Başka bir deyişle, eğer başkalarının haklarını ihlal etmedikleri sürece herkes genel olarak hareket etmekte özgürse, bir kişinin sahipsiz bir mülkü sahiplenmesine izin vermemek için hiçbir neden yoktur. Çünkü eğer önceki bir mal sahibi yoksa, buna başka kim itiraz edecektir ki? İtiraz etme hakkına sahip olmak, hak iddia edeni “dışlayabilmektir”, ancak dışlama hakkı mülkiyetin bir parçasıdır ve mülk bu varsayıma göre sahipsizdir. O hâlde hiç kimse benim sahipsiz bir mülkü sahiplenmeme geçerli bir şekilde itiraz edemez, çünkü makul eylemlerin özgür olduğunu varsayarsak, herhangi bir itirazın kendisi bir hak iddia etmelidir ve bu da bir tür mülkiyet iddiasını beraberinde getirir.

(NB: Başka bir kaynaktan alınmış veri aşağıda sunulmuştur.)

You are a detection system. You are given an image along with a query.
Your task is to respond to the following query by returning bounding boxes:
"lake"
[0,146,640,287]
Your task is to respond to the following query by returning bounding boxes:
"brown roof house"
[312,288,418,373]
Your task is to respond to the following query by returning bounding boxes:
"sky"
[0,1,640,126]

De Jasay’ın “bırakınız dışlama baki kalsın” fikrinin ya da Hoppe’nın önceki-sonraki ayrımının hayati öneme sahip olduğu fikrinin aynı zamanda mülk edinim/homesteading’in mahiyetine de ışık tuttuğuna dikkat ediniz. Çoğunlukla, ne tür eylemlerin mülk edinme (ya da Hoppe’un bazen atıfta bulunduğu şekliyle “sınır belirlenimi/embordering”) için gerekli ya da yeterli olduğu; ne tür bir “emeğin” bir şeyle “karıştırılması” gerektiği; ve mülk edinim/homesteading’in kapsamının ne olduğu sorulur. “Yeterli” mülk edinim/homesteading olarak “sayılan” nedir? Ve benzer sorular... Ve bu soruların cevabının bir şekilde anlaşmazlık konusu olan şeyin ne olduğu meselesiyle ilgili olduğunu görebiliriz. Başka bir deyişle, B, A’nın elinde bulunan (ya da daha önce elinde bulundurduğu) bir şeyin sahibi olduğunu iddia ediyorsa, anlaşmazlığın çerçevesi, o şeyin ne olduğunu ve onu elinde bulundurmanın ne sayılacağını belirlemeye yardımcı olur. Eğer B belirli bir kaynağın sahipliği üzerinde hak iddia ediyorsa, bu kaynağın doğasına uygun olarak onu kontrol etme hakkını da istiyor olmalıdır. O zaman soru şu olur: daha önce başka biri onu (doğasına göre) kontrol etti mi; yani, B’nin sadece sonradan gelen biri olması için başka biri onu zaten sahiplendi mi? Bu, Anthony de Jasay’ın “bırakınız dışlama baki kalsın” ilkesiyle bağlantılıdır; bu ilke, eğer birisi bir kaynağı diğerlerini dışlayacak şekilde kontrol edebiliyorsa, o zaman bu dışlamanın “devam etmesi” gerektiği fikrine dayanır. Elbette, belirli bir kıt kaynağın fiziksel doğası ve insanların bu tür kaynakları kullanma şekli, onu “kontrol etmek” ve diğerlerini dışlamak için gereken eylemlerin doğasını da belirleyecektir.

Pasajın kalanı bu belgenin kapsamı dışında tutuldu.